ChatGPT has learned to talk. OpenAI, the San Francisco artificial intelligence start-up, released a version of its popular chatbot on Monday that can interact with people using spoken words. As with Amazon's Alexa, Apple's Siri, and other digital assistants, users can talk to ChatGPT and it will talk back. From a report: For the first time, ChatGPT can also respond to images. People can, for example, upload a photo of the inside of their refrigerator, and the chatbot can give them a list of dishes they could cook with the ingredients they have. "We're looking to make ChatGPT easier to use -- and more helpful," said Peter Deng, OpenAI's vice president of consumer and enterprise product. OpenAI has accelerated the release of its A.I tools in recent weeks. This month, it unveiled a version of its DALL-E image generator and folded the tool into ChatGPT.

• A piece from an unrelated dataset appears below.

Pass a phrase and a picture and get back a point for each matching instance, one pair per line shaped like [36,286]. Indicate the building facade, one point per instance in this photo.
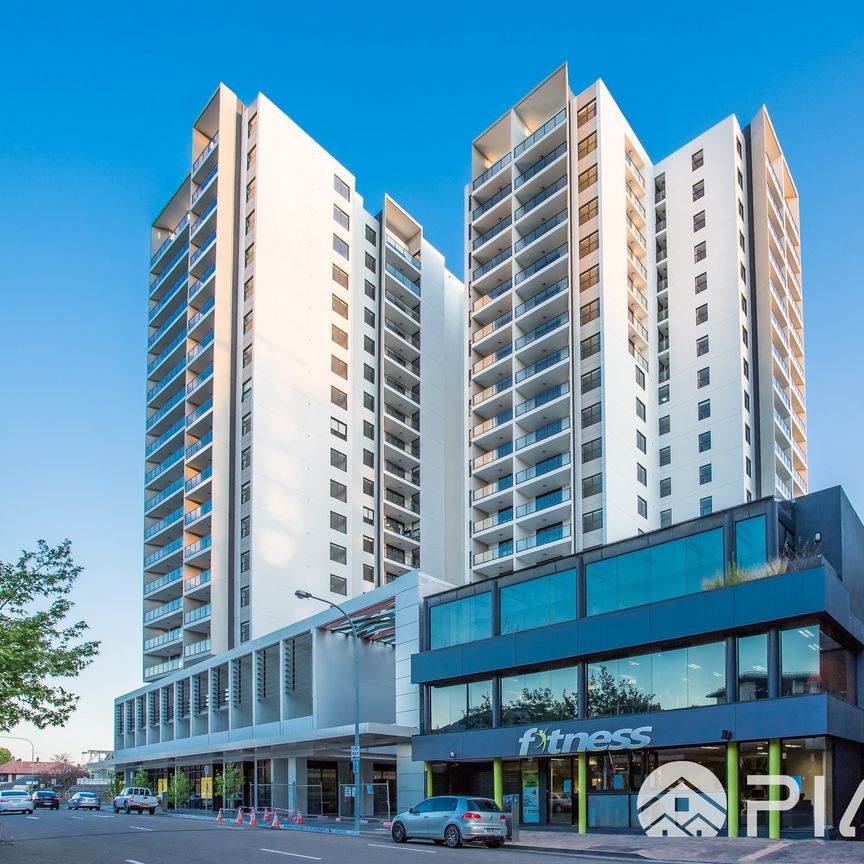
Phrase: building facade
[636,330]
[733,640]
[305,370]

ChatGPT attracted hundreds of millions of users after it was introduced in November, and several other companies soon released similar services. With the new version of the bot, OpenAI is pushing beyond rival chatbots like Google Bard, while also competing with older technologies like Alexa and Siri. Alexa and Siri have long provided ways of interacting with smartphones, laptops and other devices through spoken words. But chatbots like ChatGPT and Google Bard have more powerful language skills and are able to instantly write emails, poetry and term papers, and riff on almost any topic tossed their way.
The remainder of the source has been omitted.